Likewise, I believe the consensus is that market de-stabilization, while it does produce some overly thrilling short term changes, doesn't really impact a GG investor since GG is intrinsically a long term buy and hold strategy.



To: Boplicity who wrote (20630)3/18/2000 8:50:00 PM
From: lurqer  Read Replies (1) | Respond to of 54805
 
Since I play several games, as a GG acolyte, I'm at best a "backslider". My adoption of GG was pragmatic. In a LTB&H context, it crystallized concepts that I had only dimly perceived. The biggest change that I've noticed has occurred on recent dips. Like many, I keep a list of prospects. On the January dips and the one this last week, I go down the list. The FM has had a profound influence on what I've discarded from that list. At this juncture, I continue to believe the FM has significantly improved my selection abilities.

While I understand what you are saying, I hope you don't mind if I reserve judgement on your "new paradigm". It will be interesting to review this conversation at the end of the year, for I believe Mr.
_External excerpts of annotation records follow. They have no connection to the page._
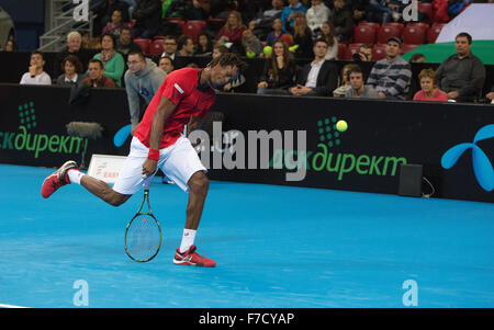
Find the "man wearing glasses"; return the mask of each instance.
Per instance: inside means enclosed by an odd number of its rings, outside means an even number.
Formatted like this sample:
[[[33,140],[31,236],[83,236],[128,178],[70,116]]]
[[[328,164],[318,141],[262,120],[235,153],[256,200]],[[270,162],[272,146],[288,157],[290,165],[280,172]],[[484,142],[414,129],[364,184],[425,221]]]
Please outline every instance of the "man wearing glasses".
[[[125,90],[127,92],[128,110],[131,112],[132,134],[139,123],[139,95],[147,104],[164,82],[167,73],[145,58],[141,52],[131,52],[127,57],[128,70],[125,72]]]

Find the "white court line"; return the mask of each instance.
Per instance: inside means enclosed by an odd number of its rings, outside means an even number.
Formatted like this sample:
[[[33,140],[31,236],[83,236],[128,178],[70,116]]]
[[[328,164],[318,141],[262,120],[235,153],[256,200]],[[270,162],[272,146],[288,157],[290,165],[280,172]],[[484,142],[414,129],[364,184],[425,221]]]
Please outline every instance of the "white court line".
[[[29,307],[0,304],[0,308],[29,308]]]

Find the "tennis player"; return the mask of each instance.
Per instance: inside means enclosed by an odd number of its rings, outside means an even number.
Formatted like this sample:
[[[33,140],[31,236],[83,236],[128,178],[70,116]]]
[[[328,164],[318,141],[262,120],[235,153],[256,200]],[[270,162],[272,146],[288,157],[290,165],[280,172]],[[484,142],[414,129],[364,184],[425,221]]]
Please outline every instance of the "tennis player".
[[[154,175],[160,168],[178,186],[189,192],[186,227],[173,263],[215,266],[215,261],[198,254],[193,246],[209,179],[183,132],[186,125],[190,132],[204,118],[216,99],[215,90],[222,90],[223,86],[235,80],[244,66],[236,55],[224,54],[204,69],[172,71],[147,106],[113,189],[80,172],[77,163],[70,160],[45,179],[42,196],[47,198],[60,186],[77,183],[104,202],[119,206],[141,190],[145,178]]]

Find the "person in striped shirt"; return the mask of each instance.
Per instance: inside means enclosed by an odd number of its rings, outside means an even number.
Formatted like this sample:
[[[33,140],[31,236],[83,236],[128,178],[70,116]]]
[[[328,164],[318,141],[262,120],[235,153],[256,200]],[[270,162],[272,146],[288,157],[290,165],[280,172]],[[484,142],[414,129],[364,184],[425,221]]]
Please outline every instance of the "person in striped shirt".
[[[400,56],[402,41],[390,37],[386,41],[386,58],[378,60],[367,81],[378,91],[381,99],[406,100],[412,78],[411,65]]]

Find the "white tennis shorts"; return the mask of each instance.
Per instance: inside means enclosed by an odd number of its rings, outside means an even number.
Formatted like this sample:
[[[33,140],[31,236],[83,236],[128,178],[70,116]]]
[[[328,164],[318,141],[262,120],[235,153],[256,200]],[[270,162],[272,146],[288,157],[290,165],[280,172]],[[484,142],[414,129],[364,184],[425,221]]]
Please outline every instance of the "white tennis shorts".
[[[120,170],[119,179],[113,185],[114,191],[124,195],[133,195],[141,190],[145,179],[143,163],[146,161],[148,152],[149,148],[143,145],[138,138],[132,138],[131,152]],[[184,192],[189,191],[187,183],[192,174],[198,171],[206,172],[198,152],[184,136],[181,136],[168,148],[159,150],[158,169],[161,169]]]

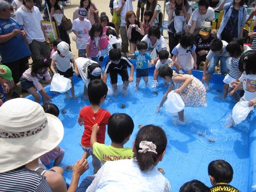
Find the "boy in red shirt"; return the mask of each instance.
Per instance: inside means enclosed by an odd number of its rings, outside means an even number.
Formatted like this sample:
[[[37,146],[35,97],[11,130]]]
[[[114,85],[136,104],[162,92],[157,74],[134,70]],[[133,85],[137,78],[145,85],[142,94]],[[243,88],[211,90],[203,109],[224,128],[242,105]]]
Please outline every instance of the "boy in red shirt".
[[[95,79],[88,85],[88,97],[91,103],[90,106],[85,106],[79,113],[78,124],[84,125],[84,131],[81,140],[81,146],[84,151],[81,159],[87,159],[92,155],[92,165],[94,173],[95,174],[100,168],[100,161],[93,155],[90,139],[92,134],[92,127],[96,123],[99,125],[100,129],[97,133],[97,141],[104,143],[105,140],[106,125],[111,114],[109,111],[102,109],[100,105],[104,102],[108,93],[107,85],[101,80]]]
Market may have a few surprises for the "latest great new thing" approach sometime in 2000.

We both agree that alertness for new technologies is very important. The difference is when do you pony up. As always good luck.

lurking...

lurqer



To: Boplicity who wrote (20630)3/19/2000 8:15:00 AM
From: Apollo  Read Replies (1) | Respond to of 54805
 
Timing...

I believe the G game was better played when the market was control by the institutions anyhow, but as of now, they have lost the market to the retail buyers, and day traders. I see more and more casino like behavior and the time frame reduced to months. Example ELON. 12 to 100 in three month. Blink and your potential Gorilla is fully priced. By the time you all saw it ELON was in it's 40s.

Agree and disagree.

I think the GG is still an excellent method for comparing Technology stocks, understanding their strengths and weaknesses, and stock selection.

But I do agree that the time frame seems to have been shortened. For example, I read Garyx's Hunt report on LHSP, for speech recognition at the beginning of the week, although I had carried it around for days. I finally found some time yesterday to look into the company, and visit the thread. It was hanging around $40-50/share for a while, and then...BOOM.....in early February it takes off on a couple of announcements from Microsoft trying to more tightly incorporate Speech Recognition into Office 2000/2001, and LHSP announcing Speech Recognition into handheld devices.....and now, the market cap has more than doubled since then.

www3.techstocks.com

I think this field has incredible potential, and unlike pump lasers or commercial heating system operating systems software, can be understood by Joe average consumer (ie, me). Should LHSP become a standard, its application will be widespread (PCs, handhelds, cars, appliances, etc.). But already, before I can even think about investing, it's doubled.

I think it is this more compressed time period that is pushing many here and elsewhere to jump in before the tornado......thereby raising risk. A great example of this would be many of Gilder's telecosm picks, which are nowadays instantaneously driven to insane and unreachable multiples.......eg, Xcelera (XLA) which was mentioned a couple months ago, and has moved in share price in the past 52 weeks, from < $1/share to $400 by the beginning of March. For those of us still on the "Day Job" pushing electrical supplies around working like an elephant*, it's frustrating to see potential opportunities launched into orbit before we get a chance to do a little DD.

BTW, if you go to the LHSP thread, you'll find Gregory Mullineaux bought into the stock immediately prior to the current run-up, based, in part, on reading the charts. How fortuitous that the announcements just happened to occur right afterwards! Congratulations Gregory.

Stan

*borrowed from "WALL STREET", in which Gordon Gekko explains why he doesn't want to drop dead at age 50 like his father, but instead seeks inside information to get ahead.